祐君が焼肉定食を頼んだので、純子さんも、私、田中朱里も同じもの。(このライブバーの奥様の料理は、何を食べても美味しい)(少し濃い目、でも名古屋出身なので、苦にしない)


祐君も、美味しそうに食べる。(口に入れるテンポも速くなった)

じっと見ていると祐君は、顔を赤らめた。
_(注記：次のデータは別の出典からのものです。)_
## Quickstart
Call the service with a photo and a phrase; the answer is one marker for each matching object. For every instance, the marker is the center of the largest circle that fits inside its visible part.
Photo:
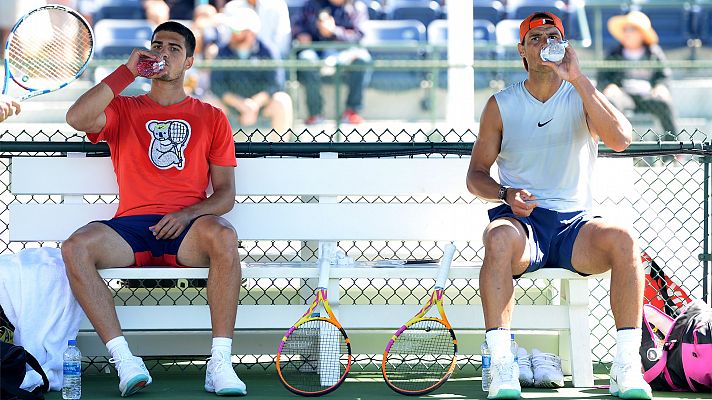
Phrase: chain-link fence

(その顔可愛い、待ち受けにしたい!)

「こういう普通の食事のほうが好き」

「おしゃれな、凝った料理では育っていない」

「親父も母さんも、家にあまりいなくて、子供が作ることも多かったから」


純子さんが、そこで突っ込んだ。

「子供の頃から?」

「何歳頃からなの?」


祐君

「僕が小学校3年生で、姉貴が中学に入った頃から」

「その時から、親がいない時は、ほとんど僕が作った」


これには、私も突っ込んだ。

「お姉さんは作らないの?」


祐君は、首を横に振った。

「たまーーに、作る、でも美味しくない、雑過ぎて」

「テニスの練習のほうが好きだから」

「僕が作るしかなかった」

「料理の欄が新聞にあって、切り抜いたり」

「テレビの料理番組を録画して作った」


純子さんは、納得した。

「それで、料理も器用なんだ」

「包丁も煮物も上手」


祐君

「それでも姉貴は、文句ばかり」

「突然、肉を食わせろとか、怒る」

「あまりにもうるさいから、自分で肉買って来て焼いてって言ったの」


私と純子さんは、顔を見合わせた。

「で、どうなったの?」


祐君は、また苦笑。

「大喧嘩になって、馬乗りになられて、頬を張られて」

「それやっていたら、母さんが帰って来て、姉貴と僕は正座させられて、1時間以上お説教」


純子さん

「すごいなあ・・・」

「祐君も辛いよね」


祐君は、複雑な顔。

「そういう姉貴だから、今後不安」

「今、恋愛中らしいけど、どうなることやら」


そんな話をしていると、ライブバーのドアが開いた。

入って来たのは、濃茶の革ジャケット、ギターを持った、いかにも中年のロックシンガー風。

「いらっしゃいませ!」

マスターが声をかけると、

「おう!」と独特の声。

少しキョロキョロして、祐を見つけたようだ。

「おー!いたいた!祐ちゃん」と満面の笑顔。


祐君も焼肉定食を完食していたので、笑顔で席を立って、「達ちゃん!」と思いっきりハグ。


純子さんは、口がポカン状態。

「え・・・マジ?あの・・・達郎さん?」

私も、足が震えた。

「どうしよう・・・どんな顔したらいいの?」


ただ、祐君は見ている限り「普通」に話している感じ。

達郎さんもピアノを指差しているので、祐君は、弾くかもしれない。